It’s hard to find funds for a startup. This is common knowledge among business owners. Besides, who would want to invest money in a venture that hasn’t even churned out money yet. The risk can be too high for many lenders. That is why despite the diversity of business loan programs available today, it can still be a struggle to find the funding you need to jump start your own business.
So where do you turn to when your bank turns down your application for a business loan?
Lending has evolved throughout the years, allowing business owners access to funds without the conventional hassle of having to deal with your bank’s stringent requirements. Today, you can find the financial help you need from the following alternative sources:
Personal loans are flexible. You can use them for any kind of purpose, and for this, they are becoming a common alternative among business owners who can’t get qualified for a business loan. A downside to this option, however, is the high interest rate.
SBA loans, microloans
The United States Small Business Administration offers microloan programs that lend startups the funding they need to get things going. On average, small businesses get about $13,000 for a microloan, but you can borrow as much as $50,000.
One of the most famous loan programs under the SBA is the 7(a) loan program. If you can provide collateral such as a property (e.g. house) or an equipment (e.g. car), you can qualify for the loan. Qualifications can be tough, but not for the prepared business owner who knows what to expect. Check out the SBA website to know more about their loan programs.
Non-profit lenders also offer micoloan programs for small businesses. This is a good alternative route for business owners who have difficulty getting financing from any other lender. They generally cater to disadvantaged entrepreneurs or those business owners with shaky finances. Check out your local area if there are non-profit microloan lenders available.
The government and other private institutions offer grants to those who fit their qualifications. If your business product caters to a specific niche and has a unique offer, you have good chances of finding grants. Others cater to a minority or a particular group of entrepreneurs (e.g. technologists, women, etc.). Keep in mind that this is free capital so you should be confident that you will be able to deliver.
Credit cards are handy, not just for small purchases but also for your business. If you were able to get a microloan but the funds were not enough to cover all the expenses to run the business, using a credit card can be an easy way out of the dilemma.
The evolution of the web has clearly redefined business. Through the internet, small business owners can solicit funds to get their work started by soliciting financial support. This is done via campaigns and the “donors” are paid back with gifts, not money.
This is a good way to bypass the complexity of getting a loan from a lender, and for business prospectors to get their product out there and test the general interest on what they have to offer.
When talking about money online, however, certain security concerns might be also be part of the risk, so it is necessary to take extra caution.
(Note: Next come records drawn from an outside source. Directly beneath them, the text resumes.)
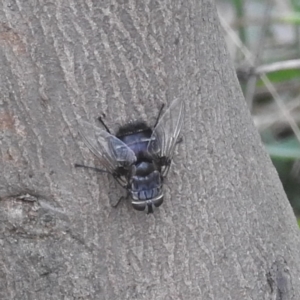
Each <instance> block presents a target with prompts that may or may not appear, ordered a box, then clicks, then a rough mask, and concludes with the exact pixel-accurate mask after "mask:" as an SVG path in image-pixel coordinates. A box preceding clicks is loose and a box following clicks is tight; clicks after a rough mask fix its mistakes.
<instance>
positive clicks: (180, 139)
mask: <svg viewBox="0 0 300 300" xmlns="http://www.w3.org/2000/svg"><path fill="white" fill-rule="evenodd" d="M182 142H183V137H182V136H180V137H179V138H178V139H177V141H176V145H178V144H181V143H182Z"/></svg>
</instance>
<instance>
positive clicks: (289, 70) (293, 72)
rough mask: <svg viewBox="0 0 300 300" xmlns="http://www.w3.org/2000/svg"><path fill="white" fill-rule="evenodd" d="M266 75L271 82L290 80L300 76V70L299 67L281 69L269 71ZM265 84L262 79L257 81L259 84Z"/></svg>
mask: <svg viewBox="0 0 300 300" xmlns="http://www.w3.org/2000/svg"><path fill="white" fill-rule="evenodd" d="M266 75H267V77H268V79H269V80H270V81H271V82H273V83H278V82H282V81H288V80H292V79H298V78H300V70H299V69H289V70H280V71H276V72H271V73H268V74H266ZM263 85H264V83H263V82H262V80H258V81H257V86H263Z"/></svg>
Most people shy away from borrowing from friends and family. When things get tough and money is involved, you risk losing not just your financial integrity but also your family’s trust. However, if you are honest with your intention and know that you will be able to hold your terms, financing through friends and family can be an effective – not to mention easy – way to get the money you need.
Still, see to it that you treat the transaction like business. Don’t rely on word of mouth. It will also help the other party establish trust on you and let them see that you are serious about making a deal with them and their money. Draft the necessary documents and let the parties involved sign them.
Explore the options available to you and get your business loan in no time.